Restless, reckless, and reflective | Is joy supposed to be so messy?
Welcome Back To Paradise - Today We’re Potentially Over-Analyzing Life Again. You In?
If you’ve been following along, you already know I’ve been following a recent intention to explore and invite joy in my life in the same ways I’ve done with sadness for years.
Healing from my childhood, rape, and miscarriages meant getting really close and personal with sadness- letting it in and learning from it. There’s serious magic in facing the feelings, letting them in, and letting them flow on when the time comes…
But for me, there’s also a risk of allowing emotions to move all the way in and stay a decade or so…
And that’s what I realized was going on with sadness after the lessons were learned and the feeling stuck around anyway. I was devoted to it, feeding it and welcoming it back in day after day. That’s why I finally flipped the switch and decided to explore the opposite- joy.
It can be difficult to open up to joy, which is something I think a lot of people have a hard time understanding. It makes sense though- once you do allow something amazing in, you don’t want to lose it… and what if you let yourself want something, only to find out you can’t have it?
It’s easy to poke holes in that from a logical perspective, but deeper beliefs beneath the surface still lead to a lot of self-sabotage in this area for a lot of people.
Before 2020, it was a real challenge for me to open up and let joy in.
Like, I’d actually panic and cry. It was that difficult. I felt raw, vulnerable, exposed. I wanted my blanket of sadness for protection against any possible disappointment. What if I found joy, lost it, and then couldn’t ever find it again? Is it really better to have loved and lost than to have never loved at all? (I still think yes… but sometimes my fear gets me to reconsider for a moment. Those moments are hard, that’s what I’m talking about.)
Now it’s a bit easier to let joy in, but I still feel naked. I half expect my heart to be crushed every day, and I find myself breathing through a string of it’s-okay-it’s-okay-it’s-okay-it’s-okay’s more often than I can count.
I’m showing myself grace with reminders that, in just a few short weeks, I’ve broken free of a 10 year relationship, opened Raped, Not Ruined for pre-orders to the public, and taken a roller coaster of love and ethics in my personal life…
Of course I am feeling worn out, emotionally. I’m nervous about this commitment to explore joy… Is it supposed to be so messy? Am I still supposed to feel so raw and vulnerable in the light?
I’ve Come To The Conclusion That Joy Is The Most Thrilling Flirt- But Is Put Off By The Silent, Gentle Reflection I Love So Much.
I hope this lesson keeps unfolding, because right now I don’t have the slightest clue what to do with that conclusion! I don’t like it yet.
I want to know a joy that is compatible with peace.

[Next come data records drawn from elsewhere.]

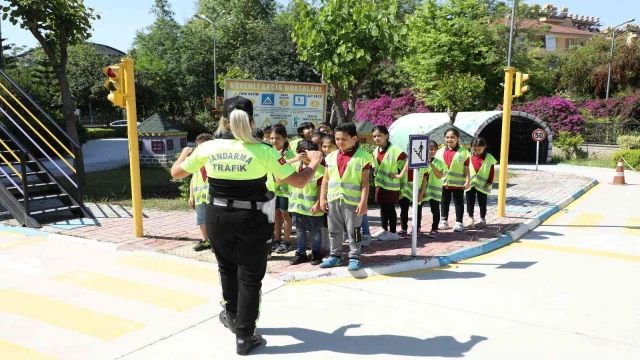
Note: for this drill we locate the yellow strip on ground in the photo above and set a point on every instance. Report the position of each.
(587, 220)
(572, 250)
(171, 268)
(14, 352)
(632, 227)
(131, 290)
(57, 313)
(13, 244)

I’ve been looking for a home for such a long time, and now that I found what feels so right in my soul… things keep coming up and flustering my too-fragile sense of peace. I found a routine that made it all so simple and easy, it flowed beautifully… and then my marriage ending started my routine on yet another roller coaster. I know I’ll find my balance, but it’s not lost on me the lack of stability in my life despite all I did to try to make this new start a steady one.
I’m not at peace this week. I find myself flipping back and forth a lot- black and white, all or nothing… Restless and reckless and reflective… and I’m not sure I even want to help it.
What If My Joy Thrives In That Silent, Empty Space Between Breaths? (Hint: It Does… I Know It Does.)
I want more of what takes me there… to the long steady exhale that fills my cup to overflowing. I want to feel strong in who I am, not like this tiny little bird in the pacific winter winds. I want to stop aching for a stronger set of wings to show me what I’m capable of. I want to wake myself up.
I miss my balance… I love my black and white… I love exploring the gray areas too. I want to stay strong and gentle. I want to make the wrongs right- and have the heart to forgive myself for the things that can’t be changed, rather than drowning in shame for a long-gone version of me who didn’t know any better.
Here’s to some peace in next week’s blog. Today, this is what I have to give. I hope it helps.
Written for us both to look back and smile on someday.